There have been calls from Europe for China and other developing economies to invest in the bailout fund, and there has been intense speculation that Beijing will agree to deploy some of its huge foreign exchange reserves.

But bailing out developed European countries would be a hard sell for the Communist leaders of a country where soaring housing and food costs are hurting millions of poor households and many exporters are struggling to pay bills.

Hours after Thursday's deal was struck, French President Nicolas Sarkozy telephoned China's President Hu Jintao, later giving a television interview in which he defended the idea of asking China to bail out Europe.

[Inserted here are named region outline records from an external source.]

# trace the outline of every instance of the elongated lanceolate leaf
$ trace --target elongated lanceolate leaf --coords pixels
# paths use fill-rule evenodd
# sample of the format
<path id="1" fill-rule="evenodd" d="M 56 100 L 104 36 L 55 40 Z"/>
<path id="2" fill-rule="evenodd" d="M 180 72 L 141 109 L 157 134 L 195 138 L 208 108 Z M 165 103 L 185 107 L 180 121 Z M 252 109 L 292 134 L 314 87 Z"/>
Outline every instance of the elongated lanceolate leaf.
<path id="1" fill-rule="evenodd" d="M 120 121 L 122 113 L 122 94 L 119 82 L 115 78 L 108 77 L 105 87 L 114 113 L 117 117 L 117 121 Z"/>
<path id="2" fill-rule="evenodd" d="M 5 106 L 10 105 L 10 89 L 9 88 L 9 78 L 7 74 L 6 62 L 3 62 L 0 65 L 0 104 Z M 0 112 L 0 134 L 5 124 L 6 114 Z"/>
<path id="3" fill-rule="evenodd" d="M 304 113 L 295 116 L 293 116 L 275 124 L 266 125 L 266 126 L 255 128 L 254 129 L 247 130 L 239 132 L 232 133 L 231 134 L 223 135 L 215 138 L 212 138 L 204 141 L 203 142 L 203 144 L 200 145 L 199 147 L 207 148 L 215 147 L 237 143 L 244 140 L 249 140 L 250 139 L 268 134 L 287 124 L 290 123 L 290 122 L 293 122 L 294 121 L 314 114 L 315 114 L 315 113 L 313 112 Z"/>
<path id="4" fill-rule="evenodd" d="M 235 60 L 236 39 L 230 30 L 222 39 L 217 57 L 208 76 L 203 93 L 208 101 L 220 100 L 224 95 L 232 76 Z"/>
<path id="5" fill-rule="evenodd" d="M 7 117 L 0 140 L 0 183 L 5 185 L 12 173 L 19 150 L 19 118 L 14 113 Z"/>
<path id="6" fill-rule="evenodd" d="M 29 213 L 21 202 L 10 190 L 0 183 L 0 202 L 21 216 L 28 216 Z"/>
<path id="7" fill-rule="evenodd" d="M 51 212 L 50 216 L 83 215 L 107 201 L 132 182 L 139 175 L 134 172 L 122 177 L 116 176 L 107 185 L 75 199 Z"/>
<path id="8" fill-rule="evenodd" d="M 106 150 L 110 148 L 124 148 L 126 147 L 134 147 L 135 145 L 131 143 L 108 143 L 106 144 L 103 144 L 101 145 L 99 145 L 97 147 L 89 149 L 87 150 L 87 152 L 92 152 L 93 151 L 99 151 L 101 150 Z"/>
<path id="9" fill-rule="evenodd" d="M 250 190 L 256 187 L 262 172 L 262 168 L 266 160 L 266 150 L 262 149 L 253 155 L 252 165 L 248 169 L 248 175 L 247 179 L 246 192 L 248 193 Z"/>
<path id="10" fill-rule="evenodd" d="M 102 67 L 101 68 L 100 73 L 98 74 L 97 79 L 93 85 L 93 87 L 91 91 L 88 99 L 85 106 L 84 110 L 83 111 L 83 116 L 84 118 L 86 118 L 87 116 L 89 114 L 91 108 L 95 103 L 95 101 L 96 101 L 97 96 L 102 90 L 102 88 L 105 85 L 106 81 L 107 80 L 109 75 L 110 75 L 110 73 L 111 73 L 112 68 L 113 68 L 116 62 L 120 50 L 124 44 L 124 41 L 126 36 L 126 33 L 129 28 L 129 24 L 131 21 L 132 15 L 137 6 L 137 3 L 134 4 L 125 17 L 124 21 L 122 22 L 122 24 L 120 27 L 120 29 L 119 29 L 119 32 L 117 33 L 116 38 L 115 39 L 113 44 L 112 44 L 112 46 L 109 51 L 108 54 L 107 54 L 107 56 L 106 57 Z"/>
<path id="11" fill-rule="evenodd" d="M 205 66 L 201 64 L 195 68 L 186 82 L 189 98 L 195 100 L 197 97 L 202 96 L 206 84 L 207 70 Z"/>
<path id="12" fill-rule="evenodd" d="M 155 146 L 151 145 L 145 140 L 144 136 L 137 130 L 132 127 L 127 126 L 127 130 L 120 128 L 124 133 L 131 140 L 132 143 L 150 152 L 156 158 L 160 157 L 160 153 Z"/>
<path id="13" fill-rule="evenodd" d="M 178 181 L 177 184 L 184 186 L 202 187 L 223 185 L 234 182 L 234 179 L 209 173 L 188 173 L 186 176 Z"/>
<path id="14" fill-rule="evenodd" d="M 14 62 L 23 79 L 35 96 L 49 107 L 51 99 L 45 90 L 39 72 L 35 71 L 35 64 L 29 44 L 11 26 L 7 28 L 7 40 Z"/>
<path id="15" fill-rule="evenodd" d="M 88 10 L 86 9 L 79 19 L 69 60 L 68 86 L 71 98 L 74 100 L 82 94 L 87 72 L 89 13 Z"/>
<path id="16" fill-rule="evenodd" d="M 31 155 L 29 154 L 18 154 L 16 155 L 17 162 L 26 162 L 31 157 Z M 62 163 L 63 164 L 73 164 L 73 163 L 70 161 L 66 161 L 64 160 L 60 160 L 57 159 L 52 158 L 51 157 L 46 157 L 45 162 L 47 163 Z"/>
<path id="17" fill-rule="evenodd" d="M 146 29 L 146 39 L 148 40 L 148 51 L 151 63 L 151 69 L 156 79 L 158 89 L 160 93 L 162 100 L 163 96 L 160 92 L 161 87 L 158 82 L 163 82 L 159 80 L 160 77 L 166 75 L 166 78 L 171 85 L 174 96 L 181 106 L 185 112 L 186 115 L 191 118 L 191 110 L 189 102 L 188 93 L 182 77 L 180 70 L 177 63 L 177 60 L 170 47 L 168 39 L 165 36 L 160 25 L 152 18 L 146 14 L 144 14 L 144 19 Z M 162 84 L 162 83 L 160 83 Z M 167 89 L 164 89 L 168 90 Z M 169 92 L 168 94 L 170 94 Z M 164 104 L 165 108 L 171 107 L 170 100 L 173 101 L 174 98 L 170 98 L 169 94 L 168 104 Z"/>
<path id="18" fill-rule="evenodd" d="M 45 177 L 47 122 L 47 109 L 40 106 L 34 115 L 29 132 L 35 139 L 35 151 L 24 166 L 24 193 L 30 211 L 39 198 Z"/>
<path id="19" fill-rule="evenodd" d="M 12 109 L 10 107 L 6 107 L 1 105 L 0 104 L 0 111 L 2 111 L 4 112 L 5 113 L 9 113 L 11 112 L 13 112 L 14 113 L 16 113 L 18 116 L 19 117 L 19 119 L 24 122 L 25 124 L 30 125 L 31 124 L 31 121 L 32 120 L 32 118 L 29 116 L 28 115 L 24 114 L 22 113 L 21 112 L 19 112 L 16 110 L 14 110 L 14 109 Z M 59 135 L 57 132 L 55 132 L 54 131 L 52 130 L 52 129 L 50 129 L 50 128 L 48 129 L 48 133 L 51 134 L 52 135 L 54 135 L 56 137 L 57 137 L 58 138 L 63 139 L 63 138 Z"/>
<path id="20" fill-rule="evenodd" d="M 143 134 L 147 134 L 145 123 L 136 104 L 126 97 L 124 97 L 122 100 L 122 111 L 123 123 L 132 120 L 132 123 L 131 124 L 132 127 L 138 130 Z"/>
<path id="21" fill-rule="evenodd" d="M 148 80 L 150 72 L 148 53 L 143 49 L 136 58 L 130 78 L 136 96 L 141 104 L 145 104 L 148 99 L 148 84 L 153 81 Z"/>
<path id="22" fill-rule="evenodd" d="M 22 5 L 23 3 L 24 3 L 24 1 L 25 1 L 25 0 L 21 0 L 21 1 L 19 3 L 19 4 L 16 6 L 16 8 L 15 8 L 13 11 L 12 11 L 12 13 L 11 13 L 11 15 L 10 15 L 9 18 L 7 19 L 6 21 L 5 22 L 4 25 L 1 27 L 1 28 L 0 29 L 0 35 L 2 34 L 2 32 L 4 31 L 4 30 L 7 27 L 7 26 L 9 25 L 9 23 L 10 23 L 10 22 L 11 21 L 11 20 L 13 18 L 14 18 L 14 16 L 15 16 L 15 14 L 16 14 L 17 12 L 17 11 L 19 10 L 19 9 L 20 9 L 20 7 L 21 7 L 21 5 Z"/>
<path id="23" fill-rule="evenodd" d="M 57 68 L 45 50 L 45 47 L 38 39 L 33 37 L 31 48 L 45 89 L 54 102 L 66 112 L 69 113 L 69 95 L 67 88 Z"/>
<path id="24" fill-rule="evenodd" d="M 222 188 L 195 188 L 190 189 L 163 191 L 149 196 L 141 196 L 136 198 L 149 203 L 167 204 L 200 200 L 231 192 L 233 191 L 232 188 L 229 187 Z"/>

"If the Chinese, who have 60 percent of global reserves, decide to invest in the euro instead of the dollar, why refuse?" said the French president.

Regling, chief executive of the European Financial Stability Facility (EFSF), insisted the timing of his visit was not significant, calling the talks "regular consultations" on China's investment in European bonds.

But he said the EFSF was looking at new ways to secure new investment, speaking after EU leaders announced measures including quadrupling the firepower of the fund to one trillion euros ($1.4 trillion).

"So far the only way we asked for investors to participate (in the bail-out fund) was by buying bonds. There was no other instrument available so far," Regling told a media briefing.

"Now, we may have new instruments... and we will see who participates in these instruments."

Regling said he would discuss with China and other investors how to structure a special purpose investment vehicle and would explore the possibility of linking it to the International Monetary Fund, though "nothing has been decided".

China, which has 3.2 trillion dollars in foreign exchange reserves, was "interested in finding attractive, solid, safe investment opportunities," Regling said.

His comments came as China's vice finance minister welcomed the EU agreement on measures to address the debt crisis and said the country was still considering whether to invest in the bailout fund.

The fund was set up in May 2010 and is designed to provide financial assistance to European economies at risk of default, such as Greece, Ireland and Portugal.

Regling will travel on the weekend to Japan, which on Friday offered vague promises that it will help Europe, but left itself a week to decide what it might do to expand its already hefty contribution to the EU's bailout fund.

China has already invested significant sums in European bonds and has repeatedly called on Europe to address its debt crisis, saying a failure to act risks dragging the world back into recession.

Chinese state media have reported that the country is willing to contribute to the EFSF, but there has been no official confirmation and Beijing has given little indication of how it might be prepared to help.

On Thursday, Beijing cautiously welcomed the European deal and reiterated China's "faith in the EU and the eurozone economy".

But a commentary in an influential Chinese newspaper on Friday said that although the deal eased market concerns -- setting off a rally on global bourses -- it did not address the root cause of the problem.

"The summit did not reach any decision on institutional reform and therefore did not eliminate concerns over the (causes of) the European debt crisis at the root," said the column in the People's Daily, seen as the mouthpiece of the Communist Party.

IHS Global Insight analyst Ren Xianfang said China was likely to attach a number of conditions to any investment, such as greater market access in Europe and silence on the strength of the yuan, which critics argue is undervalued.

"China wants to get what it wants if it is to play a role in this," Ren told AFP.